Solution for Question 14
Step 1: Initial State
Gas is filled in flask B at pressure $P$. Flask A is evacuated (Pressure = 0). Valve C is closed.
- Initial Pressure ($P_i$) = $P$
- Initial Volume ($V_i$) = $V_B$
Step 2: Final State
Valve C is opened. The gas expands to fill both flasks A and B. The temperature remains constant (conducting materials).

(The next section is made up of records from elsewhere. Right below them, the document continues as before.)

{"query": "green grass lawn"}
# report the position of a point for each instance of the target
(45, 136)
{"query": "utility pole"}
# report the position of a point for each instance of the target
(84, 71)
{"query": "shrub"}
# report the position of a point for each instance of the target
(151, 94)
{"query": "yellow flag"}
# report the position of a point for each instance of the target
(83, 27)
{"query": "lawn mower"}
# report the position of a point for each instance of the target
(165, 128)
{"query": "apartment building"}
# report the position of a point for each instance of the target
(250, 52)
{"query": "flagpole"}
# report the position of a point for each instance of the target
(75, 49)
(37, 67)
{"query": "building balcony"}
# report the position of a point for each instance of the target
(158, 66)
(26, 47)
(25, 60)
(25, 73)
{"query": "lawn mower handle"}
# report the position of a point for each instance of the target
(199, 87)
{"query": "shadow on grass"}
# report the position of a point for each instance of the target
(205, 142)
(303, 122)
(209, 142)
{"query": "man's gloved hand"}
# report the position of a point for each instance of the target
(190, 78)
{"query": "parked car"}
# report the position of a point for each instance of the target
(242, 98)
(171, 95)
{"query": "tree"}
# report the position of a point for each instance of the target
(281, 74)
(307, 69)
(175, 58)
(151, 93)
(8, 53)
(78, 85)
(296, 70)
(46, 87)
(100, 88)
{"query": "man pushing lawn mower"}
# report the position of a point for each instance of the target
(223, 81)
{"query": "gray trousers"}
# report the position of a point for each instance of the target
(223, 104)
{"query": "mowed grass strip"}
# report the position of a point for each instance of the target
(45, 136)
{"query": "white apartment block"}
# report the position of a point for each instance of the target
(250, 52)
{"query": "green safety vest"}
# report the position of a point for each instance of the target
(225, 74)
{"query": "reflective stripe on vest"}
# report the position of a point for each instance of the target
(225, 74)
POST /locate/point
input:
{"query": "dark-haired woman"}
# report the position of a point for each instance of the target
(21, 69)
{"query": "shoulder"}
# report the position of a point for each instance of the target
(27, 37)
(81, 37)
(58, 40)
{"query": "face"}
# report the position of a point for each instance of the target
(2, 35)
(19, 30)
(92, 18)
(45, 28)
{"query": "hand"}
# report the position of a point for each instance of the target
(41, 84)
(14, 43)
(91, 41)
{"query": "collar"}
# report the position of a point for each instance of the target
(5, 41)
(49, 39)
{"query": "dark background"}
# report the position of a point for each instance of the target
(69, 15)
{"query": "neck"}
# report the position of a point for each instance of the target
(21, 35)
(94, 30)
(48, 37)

- Final Volume ($V_f$) = $V_A + V_B$
- Final Pressure ($P_f$) = $P – \Delta p$ (Since pressure drops by $\Delta p$)
Calculation:
Apply Boyle’s Law ($P_i V_i = P_f V_f$):
$$P V_B = (P – \Delta p)(V_A + V_B)$$
$$P V_B = (P – \Delta p)V_A + (P – \Delta p)V_B$$
Rearranging terms to isolate $V_A$:
$$P V_B – (P – \Delta p)V_B = (P – \Delta p)V_A$$
$$V_B [ P – (P – \Delta p) ] = (P – \Delta p)V_A$$
$$V_B [ \Delta p ] = (P – \Delta p)V_A$$
$$V_A = \frac{\Delta p V_B}{P – \Delta p}$$
Correct Answer: (a) $\frac{\Delta p V_B}{P – \Delta p}$